“L’importante” è il Subbuteo! #PlaySubbuteo #Subbuteo

Scelta la squadra rossa, la ref. 1, per la partita di oggi, mi rimaneva da scegliere la ref. 2. Chi sfiderà il Club Deportivo Lumbreras oggi pomeriggio, a casa di Luca? Ovviamente volevo rimanere nella regione di Murcia. Quindi ho risalito la valle del fiume Guadalentìn (dall’arabo Oued al Iznain, «segundo río», o Oued al Lentin, «río de fango» e sono arrivato fino alla città di Alhama… ed alla sua squadra di calcio, l’Alhama Club de Fùtbol che gioca nella stadio, o meglio nel Complesso Sportivo del Guadalentìn capace di 1500 spettatori.

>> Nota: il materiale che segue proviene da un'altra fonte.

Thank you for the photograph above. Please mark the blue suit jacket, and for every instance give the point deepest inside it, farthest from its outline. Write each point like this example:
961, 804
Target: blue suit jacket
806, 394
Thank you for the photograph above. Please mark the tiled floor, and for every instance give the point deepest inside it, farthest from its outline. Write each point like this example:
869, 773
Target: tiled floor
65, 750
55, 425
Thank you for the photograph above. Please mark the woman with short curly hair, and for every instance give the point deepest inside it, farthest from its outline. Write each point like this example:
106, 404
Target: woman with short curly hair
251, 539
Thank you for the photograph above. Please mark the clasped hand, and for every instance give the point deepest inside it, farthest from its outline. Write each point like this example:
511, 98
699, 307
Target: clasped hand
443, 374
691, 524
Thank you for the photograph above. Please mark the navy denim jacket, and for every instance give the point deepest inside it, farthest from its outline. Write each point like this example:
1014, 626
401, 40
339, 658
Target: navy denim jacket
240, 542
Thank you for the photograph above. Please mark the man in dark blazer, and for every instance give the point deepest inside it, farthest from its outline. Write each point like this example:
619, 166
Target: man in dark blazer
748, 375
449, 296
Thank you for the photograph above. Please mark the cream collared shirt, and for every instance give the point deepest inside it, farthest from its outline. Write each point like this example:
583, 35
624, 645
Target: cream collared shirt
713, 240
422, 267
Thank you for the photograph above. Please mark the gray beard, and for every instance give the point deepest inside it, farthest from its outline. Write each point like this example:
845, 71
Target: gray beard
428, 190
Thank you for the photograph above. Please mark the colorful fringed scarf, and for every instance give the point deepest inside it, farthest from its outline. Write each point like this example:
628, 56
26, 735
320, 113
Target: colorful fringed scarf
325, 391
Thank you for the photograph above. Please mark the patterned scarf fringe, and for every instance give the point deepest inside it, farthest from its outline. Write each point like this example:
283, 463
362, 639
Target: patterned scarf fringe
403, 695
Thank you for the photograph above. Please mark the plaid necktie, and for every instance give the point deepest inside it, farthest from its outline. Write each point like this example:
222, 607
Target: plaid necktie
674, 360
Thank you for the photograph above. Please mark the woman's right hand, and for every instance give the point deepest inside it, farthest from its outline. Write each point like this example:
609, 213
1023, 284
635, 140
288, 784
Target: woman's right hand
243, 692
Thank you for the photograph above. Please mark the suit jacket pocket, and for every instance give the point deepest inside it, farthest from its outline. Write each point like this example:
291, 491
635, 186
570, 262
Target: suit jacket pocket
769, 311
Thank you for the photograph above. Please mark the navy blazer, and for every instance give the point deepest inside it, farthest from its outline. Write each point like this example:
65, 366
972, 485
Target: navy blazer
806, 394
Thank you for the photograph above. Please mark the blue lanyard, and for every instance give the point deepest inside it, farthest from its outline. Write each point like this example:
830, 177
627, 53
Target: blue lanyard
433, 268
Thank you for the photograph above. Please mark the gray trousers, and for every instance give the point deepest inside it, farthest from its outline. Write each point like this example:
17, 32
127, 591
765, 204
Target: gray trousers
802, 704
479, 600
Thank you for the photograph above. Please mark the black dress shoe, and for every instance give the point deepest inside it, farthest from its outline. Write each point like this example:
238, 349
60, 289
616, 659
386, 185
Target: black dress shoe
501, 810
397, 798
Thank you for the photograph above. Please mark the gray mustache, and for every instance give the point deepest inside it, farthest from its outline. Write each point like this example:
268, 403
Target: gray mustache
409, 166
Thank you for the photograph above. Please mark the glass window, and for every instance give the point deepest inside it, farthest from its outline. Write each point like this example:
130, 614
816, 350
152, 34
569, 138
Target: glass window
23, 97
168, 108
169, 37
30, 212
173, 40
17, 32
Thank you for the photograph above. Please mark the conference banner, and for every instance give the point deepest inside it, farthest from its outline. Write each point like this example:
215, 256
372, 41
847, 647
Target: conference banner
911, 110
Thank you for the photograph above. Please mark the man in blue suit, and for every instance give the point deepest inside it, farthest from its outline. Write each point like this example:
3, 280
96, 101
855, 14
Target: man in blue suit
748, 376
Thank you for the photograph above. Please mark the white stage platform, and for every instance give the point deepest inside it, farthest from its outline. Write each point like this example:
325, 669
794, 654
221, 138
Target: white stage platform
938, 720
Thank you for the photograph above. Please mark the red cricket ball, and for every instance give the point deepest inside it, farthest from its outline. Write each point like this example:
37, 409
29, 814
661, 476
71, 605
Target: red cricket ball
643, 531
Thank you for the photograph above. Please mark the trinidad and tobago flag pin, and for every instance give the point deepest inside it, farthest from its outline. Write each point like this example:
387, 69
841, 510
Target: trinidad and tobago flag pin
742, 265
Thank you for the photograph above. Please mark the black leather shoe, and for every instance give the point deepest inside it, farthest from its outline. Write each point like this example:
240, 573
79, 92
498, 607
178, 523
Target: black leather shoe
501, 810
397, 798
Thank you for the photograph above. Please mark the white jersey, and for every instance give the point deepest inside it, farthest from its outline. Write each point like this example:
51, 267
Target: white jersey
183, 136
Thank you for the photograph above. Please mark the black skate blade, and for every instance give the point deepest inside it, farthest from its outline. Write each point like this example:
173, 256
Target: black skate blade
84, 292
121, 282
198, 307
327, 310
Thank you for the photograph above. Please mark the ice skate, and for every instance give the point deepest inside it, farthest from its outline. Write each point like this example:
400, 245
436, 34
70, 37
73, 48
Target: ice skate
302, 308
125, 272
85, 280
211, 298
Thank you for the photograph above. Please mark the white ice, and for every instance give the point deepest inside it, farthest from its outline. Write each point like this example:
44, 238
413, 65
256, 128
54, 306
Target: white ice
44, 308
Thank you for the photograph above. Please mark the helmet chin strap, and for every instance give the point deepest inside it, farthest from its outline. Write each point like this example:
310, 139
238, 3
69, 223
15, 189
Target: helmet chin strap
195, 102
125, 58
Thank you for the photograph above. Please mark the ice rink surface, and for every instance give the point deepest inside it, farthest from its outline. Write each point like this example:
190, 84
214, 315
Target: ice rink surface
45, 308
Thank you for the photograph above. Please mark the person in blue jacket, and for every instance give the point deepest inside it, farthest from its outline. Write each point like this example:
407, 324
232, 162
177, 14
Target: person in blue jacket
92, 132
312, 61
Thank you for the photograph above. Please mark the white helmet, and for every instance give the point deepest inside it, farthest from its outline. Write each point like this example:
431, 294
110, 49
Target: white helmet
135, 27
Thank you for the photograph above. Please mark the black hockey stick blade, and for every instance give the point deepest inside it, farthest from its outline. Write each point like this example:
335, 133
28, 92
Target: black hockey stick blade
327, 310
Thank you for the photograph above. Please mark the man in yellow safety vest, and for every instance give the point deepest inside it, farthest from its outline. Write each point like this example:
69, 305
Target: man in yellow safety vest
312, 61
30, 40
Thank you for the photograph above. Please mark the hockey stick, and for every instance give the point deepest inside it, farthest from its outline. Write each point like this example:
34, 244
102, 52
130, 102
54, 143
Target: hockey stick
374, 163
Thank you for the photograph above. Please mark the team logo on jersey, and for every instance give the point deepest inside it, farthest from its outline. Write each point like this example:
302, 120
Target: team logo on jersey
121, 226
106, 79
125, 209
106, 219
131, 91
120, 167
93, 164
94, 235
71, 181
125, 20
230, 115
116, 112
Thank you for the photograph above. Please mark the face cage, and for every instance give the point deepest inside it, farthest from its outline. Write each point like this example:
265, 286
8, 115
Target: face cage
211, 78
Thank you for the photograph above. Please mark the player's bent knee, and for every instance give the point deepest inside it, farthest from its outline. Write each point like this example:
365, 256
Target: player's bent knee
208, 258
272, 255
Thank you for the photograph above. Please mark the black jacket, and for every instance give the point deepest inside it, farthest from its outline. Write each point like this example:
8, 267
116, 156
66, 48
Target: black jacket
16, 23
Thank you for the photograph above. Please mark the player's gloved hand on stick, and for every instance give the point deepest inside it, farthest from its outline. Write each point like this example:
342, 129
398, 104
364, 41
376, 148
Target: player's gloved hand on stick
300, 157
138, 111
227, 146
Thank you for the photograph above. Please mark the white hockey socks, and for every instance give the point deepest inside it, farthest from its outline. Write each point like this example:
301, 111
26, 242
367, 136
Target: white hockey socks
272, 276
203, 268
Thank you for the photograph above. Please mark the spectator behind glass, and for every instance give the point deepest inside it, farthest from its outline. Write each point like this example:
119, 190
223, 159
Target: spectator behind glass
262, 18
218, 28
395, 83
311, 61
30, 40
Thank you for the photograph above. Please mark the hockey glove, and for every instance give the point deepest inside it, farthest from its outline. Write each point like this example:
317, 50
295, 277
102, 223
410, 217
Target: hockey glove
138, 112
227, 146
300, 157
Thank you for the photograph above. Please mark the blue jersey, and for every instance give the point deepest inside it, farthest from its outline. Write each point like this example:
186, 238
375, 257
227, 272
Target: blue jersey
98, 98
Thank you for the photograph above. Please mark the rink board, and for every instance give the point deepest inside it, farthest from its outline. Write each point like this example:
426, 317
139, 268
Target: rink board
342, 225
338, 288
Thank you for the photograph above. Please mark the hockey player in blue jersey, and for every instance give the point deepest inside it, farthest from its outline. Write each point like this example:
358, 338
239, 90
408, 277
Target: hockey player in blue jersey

Come vedete una ref. 2 Subbuteo pura, stemma sportivo a parte. L’Alhama ha una sezione maschile con dieci squadre che giocano in diverse categorie ed una fortissima sezione femminile, che ha tre squadre, di cui la più “alta” milita in Seconda Divisione.

La cosa mi attira, quindi questo pomeriggio si gioca maschi contro femmine! Prima maglia una ref. 2, seconda maglia una ref. 13 (Olanda, Blackpool).

Passiamo alla città che provo a presentarvi a partire dallo stemma municipale che è del tipo cortado, ossia diviso in due per orizzontale.

Nella parte sopra, sotto la consueta corona (marchesale stavolta), il castello con la spada ed il leone, tutti simboli di forza, potenza e comando, mentre sotto sembrano esserci delle rovine… e lo sono! Sono le rovine degli antichissimi bagni termali, romani ed arabi, che erano nel paese. Ci sono ovviamente dei bagni nuovi, ma questi antichi rimangono visitabili e sono diventati uno dei simboli della città.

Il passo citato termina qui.